When Haig Dinihanian arrived at Legacy Good Samaritan Hospital in Portland, Ore., he expected to convalesce from a balance disorder the traditional way, with doctors and nurses, medications and treatments. But he didn’t anticipate a recovery that also included daily strolls in the hospital’s state-of-the-art garden, a virtual Eden with 150 plant varieties, stable pathways and benches placed every 30 feet for easy sitting opportunities.”It was a wonderful place to relax and enjoy the day; you could work in the flowers or tend vegetables if you wanted,” he recalls. “It helped me get my mind off my problems.”
Like Haig, patients at hospitals and other healthcare facilities across the country are enjoying the benefits of “healing gardens,” outdoor spaces designed to help improve mobility, ease depression and get muscles working while planting, watering and weeding. “There’s a big emotional benefit to nurturing a living thing,” says Teresia Hazen, a nationally recognized horticultural therapist. “You know the tomato needs you, and you need the tomato.”
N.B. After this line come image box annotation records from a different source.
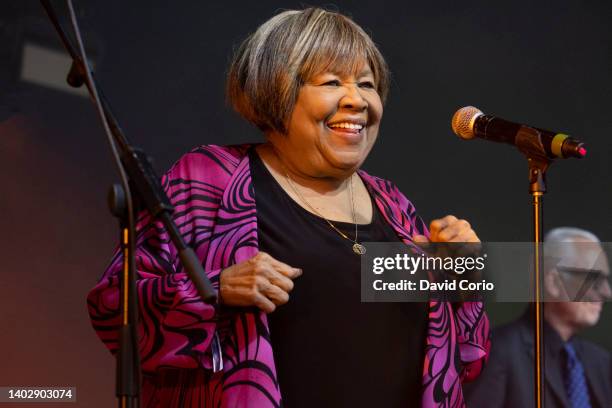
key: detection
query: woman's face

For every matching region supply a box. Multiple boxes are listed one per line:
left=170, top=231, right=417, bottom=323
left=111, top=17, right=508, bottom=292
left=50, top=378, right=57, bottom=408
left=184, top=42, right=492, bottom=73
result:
left=270, top=64, right=383, bottom=178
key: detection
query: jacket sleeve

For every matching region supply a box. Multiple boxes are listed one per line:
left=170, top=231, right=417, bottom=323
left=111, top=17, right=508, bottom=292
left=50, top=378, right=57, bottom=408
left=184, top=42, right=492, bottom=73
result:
left=87, top=152, right=228, bottom=372
left=394, top=182, right=491, bottom=382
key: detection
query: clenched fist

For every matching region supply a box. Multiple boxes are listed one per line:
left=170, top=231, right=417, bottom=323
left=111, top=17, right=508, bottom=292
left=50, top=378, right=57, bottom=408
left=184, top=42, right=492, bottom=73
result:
left=412, top=215, right=480, bottom=243
left=219, top=252, right=302, bottom=313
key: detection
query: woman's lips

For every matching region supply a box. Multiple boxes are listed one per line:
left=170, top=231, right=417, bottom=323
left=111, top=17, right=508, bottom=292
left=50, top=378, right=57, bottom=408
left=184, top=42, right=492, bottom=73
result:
left=326, top=126, right=365, bottom=142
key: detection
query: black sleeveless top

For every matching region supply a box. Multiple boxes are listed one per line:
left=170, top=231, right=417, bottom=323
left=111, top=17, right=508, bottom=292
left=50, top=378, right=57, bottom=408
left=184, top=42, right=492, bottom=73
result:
left=249, top=148, right=427, bottom=408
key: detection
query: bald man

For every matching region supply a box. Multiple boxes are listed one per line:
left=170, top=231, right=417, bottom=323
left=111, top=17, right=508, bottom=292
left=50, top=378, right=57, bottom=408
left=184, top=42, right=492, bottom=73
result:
left=464, top=227, right=612, bottom=408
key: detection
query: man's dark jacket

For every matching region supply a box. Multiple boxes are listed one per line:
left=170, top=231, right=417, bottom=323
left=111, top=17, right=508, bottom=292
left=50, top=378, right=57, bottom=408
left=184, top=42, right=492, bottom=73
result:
left=464, top=314, right=612, bottom=408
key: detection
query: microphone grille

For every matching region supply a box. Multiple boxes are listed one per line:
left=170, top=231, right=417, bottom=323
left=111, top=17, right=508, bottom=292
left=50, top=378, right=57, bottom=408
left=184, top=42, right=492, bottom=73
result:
left=451, top=106, right=483, bottom=140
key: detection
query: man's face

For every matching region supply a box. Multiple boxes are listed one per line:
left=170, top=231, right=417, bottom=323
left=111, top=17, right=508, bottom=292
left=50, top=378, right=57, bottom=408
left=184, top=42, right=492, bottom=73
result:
left=553, top=239, right=611, bottom=330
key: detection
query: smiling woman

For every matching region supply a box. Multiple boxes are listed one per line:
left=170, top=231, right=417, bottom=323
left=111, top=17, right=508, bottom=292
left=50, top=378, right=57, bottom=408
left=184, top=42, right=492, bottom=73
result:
left=89, top=8, right=488, bottom=407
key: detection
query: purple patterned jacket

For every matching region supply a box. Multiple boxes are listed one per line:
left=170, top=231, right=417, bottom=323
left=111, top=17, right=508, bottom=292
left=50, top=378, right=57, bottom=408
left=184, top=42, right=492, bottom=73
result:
left=88, top=145, right=489, bottom=407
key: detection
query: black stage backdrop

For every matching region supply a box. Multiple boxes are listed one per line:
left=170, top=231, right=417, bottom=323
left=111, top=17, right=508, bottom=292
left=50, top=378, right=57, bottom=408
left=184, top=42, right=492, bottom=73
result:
left=0, top=0, right=612, bottom=407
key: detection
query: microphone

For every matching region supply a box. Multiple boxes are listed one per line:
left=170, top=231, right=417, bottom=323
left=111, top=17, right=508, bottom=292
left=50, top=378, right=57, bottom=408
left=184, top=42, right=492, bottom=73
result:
left=451, top=106, right=586, bottom=159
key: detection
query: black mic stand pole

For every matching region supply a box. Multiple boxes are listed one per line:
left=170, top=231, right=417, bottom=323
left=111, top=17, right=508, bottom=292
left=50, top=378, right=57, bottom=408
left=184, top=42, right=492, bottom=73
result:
left=41, top=0, right=216, bottom=408
left=516, top=126, right=552, bottom=408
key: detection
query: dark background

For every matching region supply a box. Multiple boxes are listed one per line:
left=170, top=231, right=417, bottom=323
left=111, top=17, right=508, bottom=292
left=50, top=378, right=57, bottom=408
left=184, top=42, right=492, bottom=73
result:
left=0, top=0, right=612, bottom=407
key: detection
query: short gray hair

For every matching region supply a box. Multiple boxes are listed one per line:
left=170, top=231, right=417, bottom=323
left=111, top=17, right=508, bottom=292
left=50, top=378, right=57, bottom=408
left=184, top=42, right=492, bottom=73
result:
left=226, top=7, right=389, bottom=134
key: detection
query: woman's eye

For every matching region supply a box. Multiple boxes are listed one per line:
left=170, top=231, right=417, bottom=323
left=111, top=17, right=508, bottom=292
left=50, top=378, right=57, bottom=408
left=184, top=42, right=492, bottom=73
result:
left=359, top=81, right=374, bottom=89
left=323, top=79, right=340, bottom=86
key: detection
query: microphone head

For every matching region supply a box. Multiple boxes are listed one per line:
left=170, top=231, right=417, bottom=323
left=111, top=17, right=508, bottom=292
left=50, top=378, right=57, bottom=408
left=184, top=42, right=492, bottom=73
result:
left=451, top=106, right=483, bottom=140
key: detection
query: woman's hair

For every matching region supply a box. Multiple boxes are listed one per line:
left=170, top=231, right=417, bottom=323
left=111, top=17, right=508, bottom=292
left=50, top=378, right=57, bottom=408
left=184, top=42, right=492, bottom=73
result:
left=226, top=8, right=389, bottom=134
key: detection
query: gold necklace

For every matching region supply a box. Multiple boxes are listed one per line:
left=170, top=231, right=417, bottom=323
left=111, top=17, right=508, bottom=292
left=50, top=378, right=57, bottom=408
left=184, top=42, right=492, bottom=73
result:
left=274, top=160, right=366, bottom=255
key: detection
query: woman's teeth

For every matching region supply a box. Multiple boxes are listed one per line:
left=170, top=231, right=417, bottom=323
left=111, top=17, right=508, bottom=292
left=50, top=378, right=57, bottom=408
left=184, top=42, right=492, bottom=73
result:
left=328, top=122, right=363, bottom=130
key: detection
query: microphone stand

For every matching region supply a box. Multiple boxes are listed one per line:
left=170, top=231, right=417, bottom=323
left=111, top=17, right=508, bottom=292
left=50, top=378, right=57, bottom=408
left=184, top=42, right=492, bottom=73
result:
left=41, top=0, right=217, bottom=408
left=516, top=126, right=552, bottom=408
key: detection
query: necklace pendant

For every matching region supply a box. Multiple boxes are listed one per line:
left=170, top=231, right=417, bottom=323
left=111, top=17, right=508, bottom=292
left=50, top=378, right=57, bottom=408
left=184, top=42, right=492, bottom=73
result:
left=353, top=242, right=365, bottom=255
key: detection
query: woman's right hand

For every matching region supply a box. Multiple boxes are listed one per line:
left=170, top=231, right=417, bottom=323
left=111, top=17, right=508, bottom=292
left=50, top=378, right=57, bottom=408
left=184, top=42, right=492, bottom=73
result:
left=219, top=252, right=302, bottom=313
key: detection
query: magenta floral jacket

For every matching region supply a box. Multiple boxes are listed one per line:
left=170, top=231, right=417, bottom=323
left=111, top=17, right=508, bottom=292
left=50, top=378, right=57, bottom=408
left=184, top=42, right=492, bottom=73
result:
left=87, top=145, right=489, bottom=408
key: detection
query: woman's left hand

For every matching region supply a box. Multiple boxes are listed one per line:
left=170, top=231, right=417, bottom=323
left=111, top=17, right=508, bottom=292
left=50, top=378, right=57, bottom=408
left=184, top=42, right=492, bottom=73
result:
left=412, top=215, right=480, bottom=243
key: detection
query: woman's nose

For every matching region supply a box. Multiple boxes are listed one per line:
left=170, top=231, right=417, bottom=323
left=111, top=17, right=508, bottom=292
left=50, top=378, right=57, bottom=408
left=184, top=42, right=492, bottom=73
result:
left=340, top=84, right=368, bottom=111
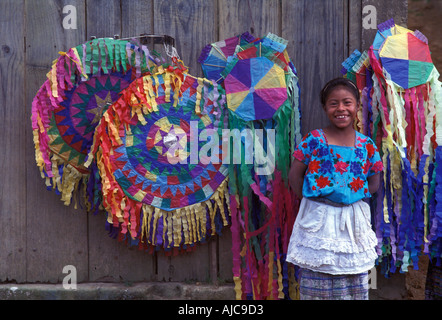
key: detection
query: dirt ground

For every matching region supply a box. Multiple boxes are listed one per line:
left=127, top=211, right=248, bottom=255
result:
left=406, top=0, right=442, bottom=300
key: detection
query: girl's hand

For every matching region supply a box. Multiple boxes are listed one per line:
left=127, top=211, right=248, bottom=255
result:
left=289, top=159, right=307, bottom=199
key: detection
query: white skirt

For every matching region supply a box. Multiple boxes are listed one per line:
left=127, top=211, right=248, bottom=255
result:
left=287, top=198, right=377, bottom=274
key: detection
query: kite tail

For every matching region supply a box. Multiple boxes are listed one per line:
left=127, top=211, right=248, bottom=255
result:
left=342, top=47, right=442, bottom=276
left=229, top=65, right=301, bottom=300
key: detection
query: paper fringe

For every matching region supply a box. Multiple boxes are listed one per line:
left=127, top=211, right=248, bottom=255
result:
left=345, top=49, right=442, bottom=276
left=31, top=38, right=161, bottom=210
left=86, top=67, right=230, bottom=252
left=228, top=63, right=301, bottom=300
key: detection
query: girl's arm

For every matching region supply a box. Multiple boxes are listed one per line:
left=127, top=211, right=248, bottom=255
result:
left=289, top=159, right=307, bottom=199
left=367, top=172, right=381, bottom=194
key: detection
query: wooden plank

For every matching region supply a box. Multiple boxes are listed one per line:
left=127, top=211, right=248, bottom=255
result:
left=0, top=0, right=29, bottom=282
left=153, top=0, right=217, bottom=77
left=22, top=0, right=88, bottom=282
left=347, top=0, right=362, bottom=55
left=218, top=0, right=281, bottom=40
left=85, top=0, right=121, bottom=40
left=218, top=228, right=233, bottom=283
left=121, top=0, right=153, bottom=37
left=282, top=0, right=347, bottom=134
left=361, top=0, right=408, bottom=50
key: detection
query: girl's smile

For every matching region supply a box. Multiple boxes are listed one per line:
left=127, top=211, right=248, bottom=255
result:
left=324, top=87, right=358, bottom=130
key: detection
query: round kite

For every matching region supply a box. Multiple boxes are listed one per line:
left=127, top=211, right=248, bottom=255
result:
left=198, top=32, right=255, bottom=83
left=372, top=19, right=412, bottom=60
left=343, top=20, right=442, bottom=275
left=88, top=70, right=229, bottom=250
left=32, top=38, right=156, bottom=206
left=222, top=38, right=288, bottom=121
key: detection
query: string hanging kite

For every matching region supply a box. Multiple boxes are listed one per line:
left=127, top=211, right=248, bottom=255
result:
left=87, top=62, right=230, bottom=253
left=200, top=33, right=301, bottom=299
left=32, top=38, right=160, bottom=210
left=342, top=19, right=442, bottom=275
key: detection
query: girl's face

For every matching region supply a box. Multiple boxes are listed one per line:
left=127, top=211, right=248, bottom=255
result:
left=324, top=86, right=358, bottom=129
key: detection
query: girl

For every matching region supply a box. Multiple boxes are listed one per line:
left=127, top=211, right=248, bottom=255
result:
left=287, top=78, right=383, bottom=300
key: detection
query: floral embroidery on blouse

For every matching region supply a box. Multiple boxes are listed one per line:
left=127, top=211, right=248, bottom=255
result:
left=293, top=129, right=383, bottom=204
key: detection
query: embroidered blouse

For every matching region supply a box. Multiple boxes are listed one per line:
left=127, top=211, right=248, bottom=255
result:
left=293, top=129, right=383, bottom=204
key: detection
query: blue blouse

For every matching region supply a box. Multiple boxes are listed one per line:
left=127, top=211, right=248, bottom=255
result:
left=293, top=129, right=383, bottom=204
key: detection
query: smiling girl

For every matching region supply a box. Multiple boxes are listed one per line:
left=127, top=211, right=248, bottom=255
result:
left=287, top=78, right=383, bottom=300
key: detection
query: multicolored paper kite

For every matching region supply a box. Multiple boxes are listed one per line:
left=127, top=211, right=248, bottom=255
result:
left=32, top=38, right=156, bottom=209
left=379, top=32, right=434, bottom=89
left=87, top=69, right=230, bottom=250
left=213, top=34, right=301, bottom=300
left=343, top=20, right=442, bottom=275
left=198, top=32, right=255, bottom=83
left=222, top=35, right=288, bottom=121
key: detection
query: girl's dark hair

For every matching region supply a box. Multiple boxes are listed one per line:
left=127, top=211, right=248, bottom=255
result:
left=320, top=78, right=359, bottom=106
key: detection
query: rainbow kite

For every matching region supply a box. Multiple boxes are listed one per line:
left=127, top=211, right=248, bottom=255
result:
left=343, top=20, right=442, bottom=275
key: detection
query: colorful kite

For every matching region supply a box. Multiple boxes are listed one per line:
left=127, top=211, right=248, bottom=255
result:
left=216, top=34, right=301, bottom=300
left=32, top=38, right=156, bottom=209
left=198, top=32, right=255, bottom=83
left=222, top=35, right=288, bottom=121
left=87, top=68, right=230, bottom=251
left=379, top=33, right=434, bottom=89
left=343, top=21, right=442, bottom=275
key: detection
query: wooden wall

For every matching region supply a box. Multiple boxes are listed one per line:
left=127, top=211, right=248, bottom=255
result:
left=0, top=0, right=406, bottom=283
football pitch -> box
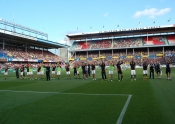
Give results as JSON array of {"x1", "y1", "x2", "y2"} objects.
[{"x1": 0, "y1": 68, "x2": 175, "y2": 124}]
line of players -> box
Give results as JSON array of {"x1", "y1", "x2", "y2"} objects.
[{"x1": 1, "y1": 59, "x2": 171, "y2": 81}]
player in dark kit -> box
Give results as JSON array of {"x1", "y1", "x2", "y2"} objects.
[
  {"x1": 51, "y1": 65, "x2": 56, "y2": 79},
  {"x1": 149, "y1": 61, "x2": 155, "y2": 79},
  {"x1": 20, "y1": 65, "x2": 24, "y2": 79},
  {"x1": 65, "y1": 64, "x2": 71, "y2": 80},
  {"x1": 45, "y1": 64, "x2": 50, "y2": 81},
  {"x1": 116, "y1": 61, "x2": 123, "y2": 81},
  {"x1": 15, "y1": 66, "x2": 19, "y2": 79},
  {"x1": 143, "y1": 60, "x2": 148, "y2": 80},
  {"x1": 37, "y1": 64, "x2": 41, "y2": 79},
  {"x1": 156, "y1": 61, "x2": 161, "y2": 79},
  {"x1": 100, "y1": 62, "x2": 107, "y2": 81},
  {"x1": 81, "y1": 63, "x2": 86, "y2": 80},
  {"x1": 4, "y1": 65, "x2": 8, "y2": 80},
  {"x1": 91, "y1": 62, "x2": 96, "y2": 80},
  {"x1": 73, "y1": 64, "x2": 77, "y2": 79},
  {"x1": 130, "y1": 59, "x2": 136, "y2": 81},
  {"x1": 166, "y1": 60, "x2": 171, "y2": 81}
]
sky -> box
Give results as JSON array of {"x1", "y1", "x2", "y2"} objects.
[{"x1": 0, "y1": 0, "x2": 175, "y2": 44}]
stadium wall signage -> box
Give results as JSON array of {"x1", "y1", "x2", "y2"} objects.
[{"x1": 99, "y1": 26, "x2": 161, "y2": 33}]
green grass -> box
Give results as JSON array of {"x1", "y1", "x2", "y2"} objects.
[{"x1": 0, "y1": 68, "x2": 175, "y2": 124}]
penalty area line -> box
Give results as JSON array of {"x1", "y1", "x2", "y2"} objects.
[
  {"x1": 116, "y1": 95, "x2": 132, "y2": 124},
  {"x1": 0, "y1": 90, "x2": 129, "y2": 96}
]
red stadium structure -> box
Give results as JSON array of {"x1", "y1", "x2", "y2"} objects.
[{"x1": 67, "y1": 25, "x2": 175, "y2": 62}]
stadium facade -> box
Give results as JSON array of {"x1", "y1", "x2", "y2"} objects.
[
  {"x1": 0, "y1": 18, "x2": 69, "y2": 63},
  {"x1": 67, "y1": 25, "x2": 175, "y2": 61}
]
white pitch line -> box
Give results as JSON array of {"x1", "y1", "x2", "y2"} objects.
[
  {"x1": 0, "y1": 90, "x2": 129, "y2": 96},
  {"x1": 116, "y1": 95, "x2": 132, "y2": 124}
]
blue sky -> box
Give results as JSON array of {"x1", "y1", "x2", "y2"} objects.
[{"x1": 0, "y1": 0, "x2": 175, "y2": 43}]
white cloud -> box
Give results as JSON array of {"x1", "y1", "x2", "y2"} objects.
[
  {"x1": 133, "y1": 8, "x2": 171, "y2": 18},
  {"x1": 103, "y1": 12, "x2": 109, "y2": 17}
]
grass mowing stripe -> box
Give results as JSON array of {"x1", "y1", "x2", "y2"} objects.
[
  {"x1": 0, "y1": 90, "x2": 129, "y2": 96},
  {"x1": 116, "y1": 95, "x2": 132, "y2": 124}
]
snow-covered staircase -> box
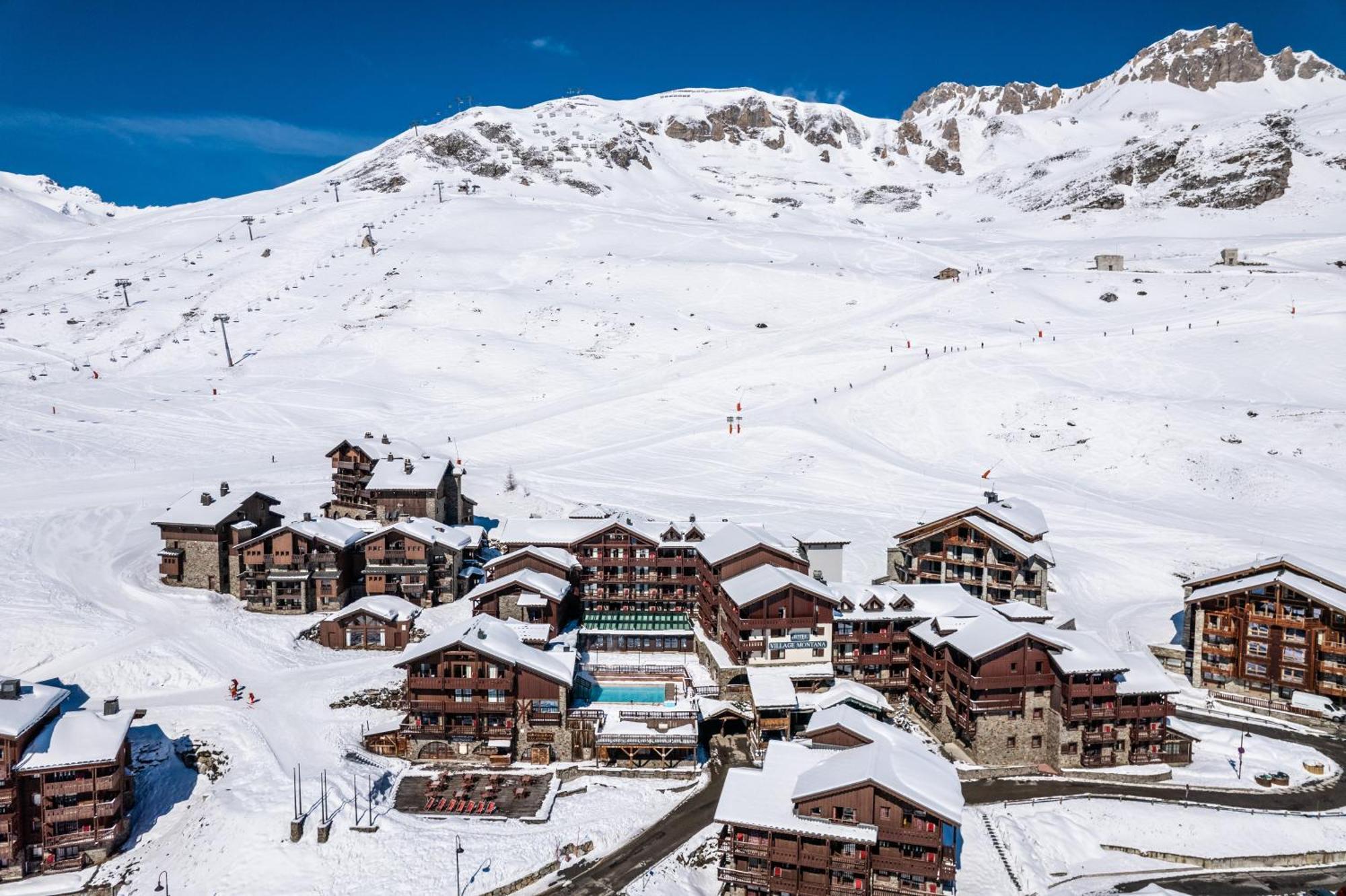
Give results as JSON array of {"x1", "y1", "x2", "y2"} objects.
[{"x1": 977, "y1": 811, "x2": 1023, "y2": 893}]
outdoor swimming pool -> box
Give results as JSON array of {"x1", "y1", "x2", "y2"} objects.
[{"x1": 588, "y1": 682, "x2": 664, "y2": 704}]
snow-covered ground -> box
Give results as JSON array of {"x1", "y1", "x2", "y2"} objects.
[{"x1": 0, "y1": 30, "x2": 1346, "y2": 896}]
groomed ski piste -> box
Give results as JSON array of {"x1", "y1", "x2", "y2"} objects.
[{"x1": 0, "y1": 22, "x2": 1346, "y2": 896}]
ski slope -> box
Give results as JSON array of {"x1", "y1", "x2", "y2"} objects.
[{"x1": 0, "y1": 30, "x2": 1346, "y2": 895}]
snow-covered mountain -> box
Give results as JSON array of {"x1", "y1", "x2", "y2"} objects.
[{"x1": 0, "y1": 26, "x2": 1346, "y2": 896}]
The health benefits of the outdoors are well known—sunshine’s vitamin D can help ward off ailments ranging from osteoporosis to influenza—but using gardens as recovery tools is a relatively new trend. In fact, virtually all of the healing gardens now found at healthcare facilities nationwide have been installed in the last 15 years, says Hazen, who oversees the nine healing gardens in the Portland-area Legacy Health System. Backing the movement is a wealth of research on the therapeutic aspects of spending time in gardens. In fact, one 2007 study found that relaxing in gardens helped curb depression in older adults just as well as art therapy, a known antidote to depression among seniors.
Healing gardens are typically designed with the needs of ill or aging visitors in mind, and in some cases, for groups with specific needs such as individuals with Alzheimer’s, burn center patients, psychiatric patients or children. A rehabilitation garden, for instance, may include areas where a person learning to walk again or use a wheelchair can practice on different surfaces and in gently sloped areas; a garden for dementia patients might be stocked with fragrant herbs to trigger memories of the past. But no matter who healing gardens are meant for, Hazen notes, they’re an excellent resource for anyone coping with stress.
“Seeing flowers, touching plant material and listening to birds engages more than one sense at a time, and neurologists have proven that this stimulates our brains in ways that make us feel better,” says Naomi Sachs, a landscape designer and founder/director of the Therapeutic Landscapes Network. “And the positive effect can be felt in your own backyard, with the addition of a few key safety and comfort features and the right plant material. “It’s really all about stimulating the senses,” Sachs says. To prepare for creating your own healing garden, “visit botanical gardens, arboretums and parks and be in tune with what kind of spaces make you feel good. Often you don’t know until you’re in that space.”